Les mathématiques sont à la base de tout : c’est un langage qu’on utilise pour traduire des équations de physique ou de chimie de manière formelle, ça permet d’avoir des algorithmes qui marchent, ça permet d’avoir une approche de résolution de différents problèmes. Dans mon domaine par exemple, pour trouver une trajectoire optimale on va utiliser l’approche du contrôle optimal des mathématiques pour cela. Cela permet une résolution plus fine, plus sophistiquée, peut-être plus compliquée mais souvent meilleure que les outils plus simples d’ingénierie. 
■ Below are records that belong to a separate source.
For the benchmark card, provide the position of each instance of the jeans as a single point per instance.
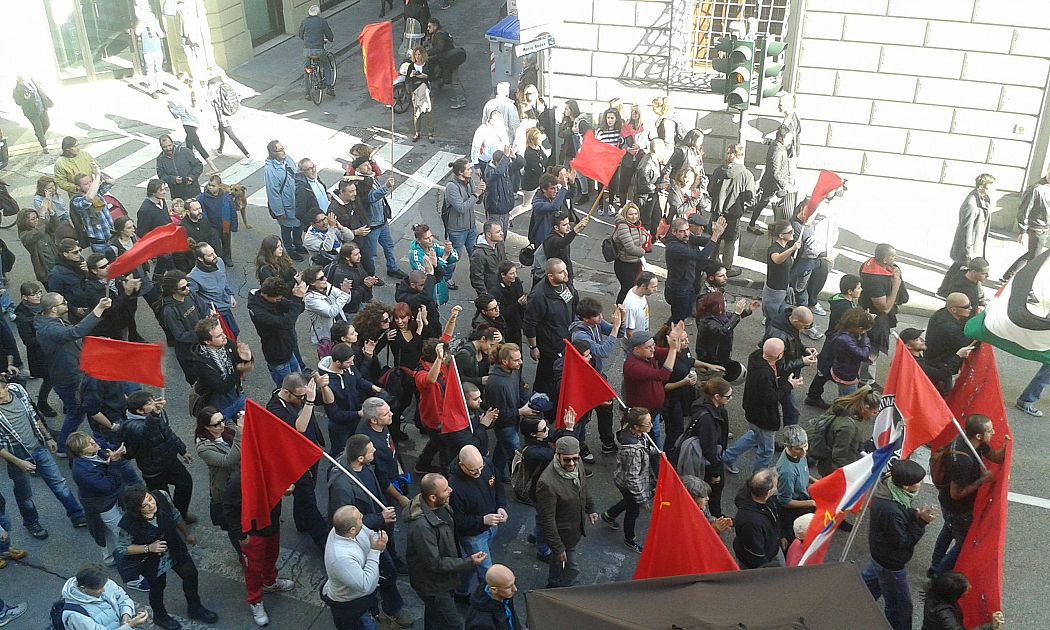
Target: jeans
(630, 508)
(47, 470)
(756, 438)
(440, 612)
(469, 545)
(558, 575)
(74, 416)
(1034, 389)
(278, 372)
(506, 443)
(381, 236)
(464, 238)
(893, 587)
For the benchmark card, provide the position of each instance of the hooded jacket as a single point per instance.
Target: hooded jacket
(350, 390)
(104, 612)
(434, 559)
(757, 531)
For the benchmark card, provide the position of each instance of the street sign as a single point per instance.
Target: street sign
(534, 46)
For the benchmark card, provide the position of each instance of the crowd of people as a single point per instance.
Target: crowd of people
(378, 368)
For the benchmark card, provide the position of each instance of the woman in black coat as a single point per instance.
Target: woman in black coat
(941, 610)
(152, 540)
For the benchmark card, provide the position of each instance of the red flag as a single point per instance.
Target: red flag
(273, 455)
(454, 413)
(977, 391)
(583, 389)
(596, 160)
(825, 183)
(923, 410)
(680, 541)
(160, 242)
(377, 53)
(109, 359)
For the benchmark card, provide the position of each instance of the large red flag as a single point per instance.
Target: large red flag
(583, 389)
(978, 391)
(273, 455)
(454, 413)
(826, 182)
(109, 359)
(596, 160)
(377, 53)
(160, 242)
(920, 404)
(680, 541)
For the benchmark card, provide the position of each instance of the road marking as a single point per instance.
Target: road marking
(419, 183)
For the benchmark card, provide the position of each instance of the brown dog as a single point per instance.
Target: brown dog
(239, 195)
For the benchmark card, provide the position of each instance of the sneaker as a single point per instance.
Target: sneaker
(817, 402)
(13, 612)
(401, 618)
(1028, 408)
(279, 586)
(633, 546)
(258, 613)
(141, 585)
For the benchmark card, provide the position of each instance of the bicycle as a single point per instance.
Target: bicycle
(314, 76)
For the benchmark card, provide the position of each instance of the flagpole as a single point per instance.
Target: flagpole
(355, 480)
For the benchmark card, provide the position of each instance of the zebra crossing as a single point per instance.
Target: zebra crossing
(131, 159)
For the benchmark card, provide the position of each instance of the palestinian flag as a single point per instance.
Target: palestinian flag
(1010, 322)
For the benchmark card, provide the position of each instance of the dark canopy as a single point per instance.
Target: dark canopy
(821, 597)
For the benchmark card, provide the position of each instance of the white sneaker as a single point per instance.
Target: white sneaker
(258, 613)
(279, 586)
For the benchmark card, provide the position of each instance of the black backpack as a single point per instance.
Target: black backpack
(61, 606)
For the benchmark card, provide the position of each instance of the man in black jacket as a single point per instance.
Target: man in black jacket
(480, 506)
(770, 379)
(274, 317)
(551, 308)
(357, 458)
(156, 449)
(757, 541)
(684, 252)
(893, 534)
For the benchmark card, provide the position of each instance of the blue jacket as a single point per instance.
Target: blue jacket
(280, 189)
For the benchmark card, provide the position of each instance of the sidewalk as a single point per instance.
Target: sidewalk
(271, 72)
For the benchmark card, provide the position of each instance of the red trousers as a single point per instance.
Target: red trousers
(260, 564)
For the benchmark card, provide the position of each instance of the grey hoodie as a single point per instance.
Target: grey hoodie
(105, 611)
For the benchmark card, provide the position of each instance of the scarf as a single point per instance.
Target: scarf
(899, 495)
(573, 477)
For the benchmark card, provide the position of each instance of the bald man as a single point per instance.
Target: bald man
(771, 378)
(946, 343)
(352, 562)
(480, 506)
(492, 603)
(788, 327)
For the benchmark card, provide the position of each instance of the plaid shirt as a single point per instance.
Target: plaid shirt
(9, 440)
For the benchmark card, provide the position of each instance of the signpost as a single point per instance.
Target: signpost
(534, 46)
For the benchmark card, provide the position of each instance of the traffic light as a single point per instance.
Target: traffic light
(735, 60)
(770, 68)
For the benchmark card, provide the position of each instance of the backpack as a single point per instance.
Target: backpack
(61, 606)
(229, 100)
(820, 449)
(523, 483)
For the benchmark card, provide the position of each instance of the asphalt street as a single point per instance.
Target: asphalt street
(323, 133)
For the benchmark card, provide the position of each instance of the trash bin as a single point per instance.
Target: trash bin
(503, 64)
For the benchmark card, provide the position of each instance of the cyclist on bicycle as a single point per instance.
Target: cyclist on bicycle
(315, 33)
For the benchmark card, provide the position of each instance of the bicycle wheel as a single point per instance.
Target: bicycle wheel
(316, 89)
(335, 68)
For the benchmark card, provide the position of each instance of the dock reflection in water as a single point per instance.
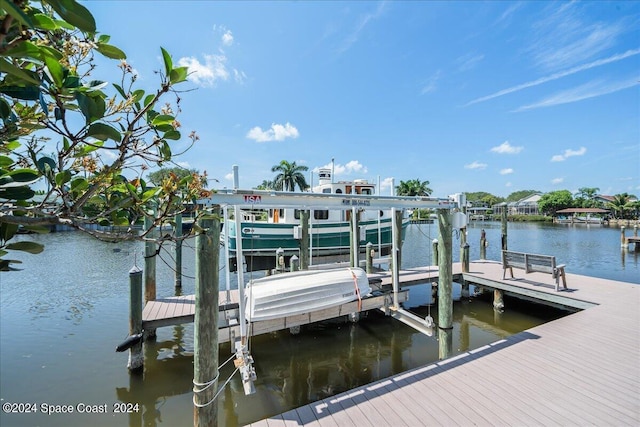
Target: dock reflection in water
(61, 318)
(323, 360)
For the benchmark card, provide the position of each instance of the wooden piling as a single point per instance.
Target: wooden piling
(205, 340)
(503, 235)
(294, 263)
(445, 343)
(136, 357)
(304, 240)
(445, 276)
(498, 299)
(398, 226)
(178, 249)
(150, 247)
(483, 244)
(434, 252)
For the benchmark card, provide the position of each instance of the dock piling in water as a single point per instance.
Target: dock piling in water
(205, 339)
(136, 357)
(445, 276)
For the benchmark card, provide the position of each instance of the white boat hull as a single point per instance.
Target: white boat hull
(301, 292)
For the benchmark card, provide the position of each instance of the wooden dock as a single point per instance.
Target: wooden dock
(582, 369)
(181, 309)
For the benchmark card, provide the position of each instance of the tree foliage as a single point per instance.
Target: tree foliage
(87, 142)
(554, 201)
(413, 187)
(586, 198)
(521, 194)
(482, 198)
(623, 207)
(289, 176)
(178, 173)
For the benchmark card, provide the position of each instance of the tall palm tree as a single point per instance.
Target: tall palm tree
(620, 205)
(289, 175)
(413, 187)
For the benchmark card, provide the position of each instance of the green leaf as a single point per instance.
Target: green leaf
(45, 164)
(92, 107)
(6, 161)
(15, 11)
(26, 93)
(178, 75)
(7, 231)
(24, 50)
(75, 14)
(24, 175)
(168, 63)
(16, 193)
(36, 229)
(103, 131)
(71, 82)
(137, 95)
(165, 150)
(89, 148)
(5, 109)
(43, 21)
(120, 90)
(79, 184)
(27, 76)
(148, 99)
(172, 134)
(62, 178)
(110, 51)
(56, 72)
(31, 247)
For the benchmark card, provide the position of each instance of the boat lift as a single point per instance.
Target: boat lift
(265, 199)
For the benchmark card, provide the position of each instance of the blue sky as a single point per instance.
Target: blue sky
(470, 96)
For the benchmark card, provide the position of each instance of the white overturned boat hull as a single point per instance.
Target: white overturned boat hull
(301, 292)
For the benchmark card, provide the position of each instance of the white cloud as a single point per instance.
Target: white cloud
(430, 84)
(354, 166)
(506, 148)
(476, 165)
(277, 132)
(564, 38)
(469, 61)
(385, 185)
(586, 91)
(568, 153)
(239, 76)
(227, 38)
(556, 76)
(207, 73)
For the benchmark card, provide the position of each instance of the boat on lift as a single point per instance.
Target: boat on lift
(278, 229)
(289, 294)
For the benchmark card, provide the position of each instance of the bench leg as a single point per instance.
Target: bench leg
(558, 274)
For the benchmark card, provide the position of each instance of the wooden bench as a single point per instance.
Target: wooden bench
(533, 263)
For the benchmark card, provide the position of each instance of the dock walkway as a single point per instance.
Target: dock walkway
(582, 369)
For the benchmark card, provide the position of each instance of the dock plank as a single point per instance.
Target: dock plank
(582, 369)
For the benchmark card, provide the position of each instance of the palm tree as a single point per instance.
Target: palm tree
(621, 205)
(413, 187)
(289, 175)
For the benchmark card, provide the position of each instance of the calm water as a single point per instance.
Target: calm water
(62, 316)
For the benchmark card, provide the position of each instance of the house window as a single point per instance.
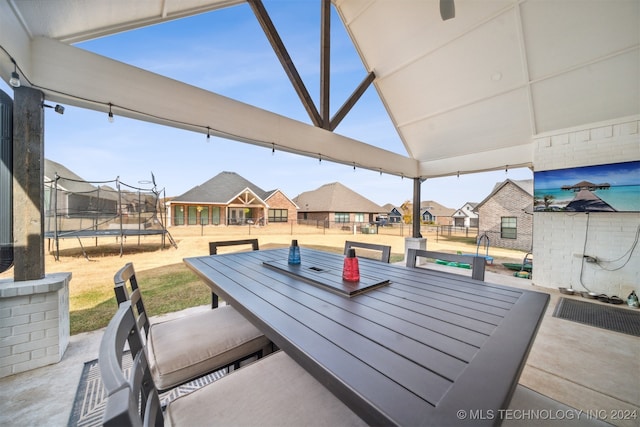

En tant que jeune chercheuse, comment percevez-vous l’évolution du lien entre la recherche académique en mathématiques et le monde socio-économique ? 

Je pense que les mathématiques servent à résoudre les problèmes de la vie quotidienne. Que ça soit dans le domaine du spatial, de la médecine, de la finance ou même de la politique. Je crois que le développement de l’humanité dépend en grande partie du progrès scientifique, et les mathématiques sont la base de toutes les sciences.

Quels sont vos projets pour la suite ?

J’aimerais travailler sur des missions spatiales ambitieuses qui permettront d’aller au-delà de nos connaissances de l’univers actuelles. Bien sûr, on ne peut pas faire une mission entière seule pour cela, je souhaite faire partie d’une grande équipe internationale.